Pietrobono del Chitarino (Pietrobono de Burzellis), attaché à la cour de Ferrare, en Italie, est un des plus célèbres virtuoses du luth et de la guiterne, qui va bientôt être supplantée par la guitare « Renaissance ». Une variante de cet instrument, la mandore (ou mandorre), devient très populaire en France au milieu du XVIe siècle dans la musique profane. Peu de partitions subsistent : on dispose cependant de celles de François de Chancy, Tablature de mandore de la composition du Sieur Chancy (Paris, 1629).
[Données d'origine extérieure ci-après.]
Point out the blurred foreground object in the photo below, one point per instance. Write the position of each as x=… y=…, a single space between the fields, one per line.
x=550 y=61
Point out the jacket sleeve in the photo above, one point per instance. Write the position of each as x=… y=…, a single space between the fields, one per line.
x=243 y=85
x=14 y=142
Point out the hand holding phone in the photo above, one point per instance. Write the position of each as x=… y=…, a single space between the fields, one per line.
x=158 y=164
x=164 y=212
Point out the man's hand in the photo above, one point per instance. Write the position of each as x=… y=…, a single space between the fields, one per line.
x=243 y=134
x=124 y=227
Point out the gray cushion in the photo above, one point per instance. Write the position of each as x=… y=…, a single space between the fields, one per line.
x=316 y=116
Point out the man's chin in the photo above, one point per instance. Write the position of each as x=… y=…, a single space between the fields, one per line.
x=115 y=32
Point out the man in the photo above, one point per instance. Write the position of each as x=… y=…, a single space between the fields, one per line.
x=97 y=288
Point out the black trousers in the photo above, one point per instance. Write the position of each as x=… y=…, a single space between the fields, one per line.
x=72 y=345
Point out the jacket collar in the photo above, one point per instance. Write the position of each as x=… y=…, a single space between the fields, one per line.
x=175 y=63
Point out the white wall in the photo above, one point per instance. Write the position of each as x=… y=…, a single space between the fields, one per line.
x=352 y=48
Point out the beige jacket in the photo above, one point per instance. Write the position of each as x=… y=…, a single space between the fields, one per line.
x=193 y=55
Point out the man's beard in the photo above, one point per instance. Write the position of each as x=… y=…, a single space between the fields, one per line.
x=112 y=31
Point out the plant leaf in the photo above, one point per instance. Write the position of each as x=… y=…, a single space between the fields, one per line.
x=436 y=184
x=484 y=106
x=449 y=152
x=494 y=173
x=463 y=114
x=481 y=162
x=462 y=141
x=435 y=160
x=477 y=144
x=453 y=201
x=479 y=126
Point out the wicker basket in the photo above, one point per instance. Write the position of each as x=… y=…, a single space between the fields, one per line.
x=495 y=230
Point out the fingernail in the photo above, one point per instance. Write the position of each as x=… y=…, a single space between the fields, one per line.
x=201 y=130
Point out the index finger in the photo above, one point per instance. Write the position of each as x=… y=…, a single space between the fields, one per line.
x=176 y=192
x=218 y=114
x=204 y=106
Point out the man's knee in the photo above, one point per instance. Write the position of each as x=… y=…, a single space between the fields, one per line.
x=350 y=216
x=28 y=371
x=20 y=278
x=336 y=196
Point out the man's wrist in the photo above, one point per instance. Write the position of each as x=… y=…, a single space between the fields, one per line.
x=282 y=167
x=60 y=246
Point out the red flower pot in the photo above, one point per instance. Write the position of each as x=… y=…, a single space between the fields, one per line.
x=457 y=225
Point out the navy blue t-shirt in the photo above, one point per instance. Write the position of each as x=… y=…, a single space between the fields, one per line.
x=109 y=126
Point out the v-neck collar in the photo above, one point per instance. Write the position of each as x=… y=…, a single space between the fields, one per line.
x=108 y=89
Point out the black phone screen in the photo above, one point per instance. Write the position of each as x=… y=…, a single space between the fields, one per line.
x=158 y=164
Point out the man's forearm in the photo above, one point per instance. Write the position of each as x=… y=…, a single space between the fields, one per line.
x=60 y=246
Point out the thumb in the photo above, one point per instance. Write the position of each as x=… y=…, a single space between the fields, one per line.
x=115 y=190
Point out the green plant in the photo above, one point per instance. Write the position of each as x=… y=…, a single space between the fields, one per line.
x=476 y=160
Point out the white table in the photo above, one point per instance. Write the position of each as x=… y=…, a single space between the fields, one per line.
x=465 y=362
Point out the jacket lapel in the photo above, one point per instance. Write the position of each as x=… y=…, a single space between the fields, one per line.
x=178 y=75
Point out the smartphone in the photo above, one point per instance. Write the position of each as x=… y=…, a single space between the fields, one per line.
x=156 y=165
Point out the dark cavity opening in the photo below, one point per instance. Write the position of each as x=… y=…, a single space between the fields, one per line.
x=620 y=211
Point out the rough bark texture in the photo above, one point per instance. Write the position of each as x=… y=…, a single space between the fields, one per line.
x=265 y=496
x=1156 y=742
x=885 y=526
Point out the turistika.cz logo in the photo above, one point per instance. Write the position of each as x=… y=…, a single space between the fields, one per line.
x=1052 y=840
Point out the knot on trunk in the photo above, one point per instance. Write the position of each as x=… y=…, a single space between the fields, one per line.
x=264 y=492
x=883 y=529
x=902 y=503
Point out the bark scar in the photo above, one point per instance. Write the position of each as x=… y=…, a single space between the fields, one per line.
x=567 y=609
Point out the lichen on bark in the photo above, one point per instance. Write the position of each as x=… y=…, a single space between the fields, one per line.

C'est avec le baroque italien, aux XVIe et XVIIe siècles, que la mandoline (mandola ou mandolino) prend véritablement son essor. D'abord utilisée comme instrument d'apprentissage, cette mandoline lombarde apparaît bientôt dans des pièces majeures (comme les concertos pour une et deux mandolines d'Antonio Vivaldi, au XVIIIe siècle, et des sonates pour mandoline) et accompagne des airs d'opéra (comme la sérénade du Don Giovanni de Mozart, 1787).
Les caractéristiques de la mandoline « moderne » se fixent au milieu du XVIIIe siècle. À Paris, l'instrument est très prisé de 1760 à 1789. En Italie, la mandoline napolitaine (qui est accordée comme un violon) est améliorée à la fin du XIXe siècle.
La mandoline est aussi devenue un instrument typique du bluegrass américain, genre de la country music (dans une version à caisse plate), et connaît de nombreuses variantes, comme la bandola en Colombie ou le bandolim, toujours utilisé dans les orchestres de chôro du Brésil.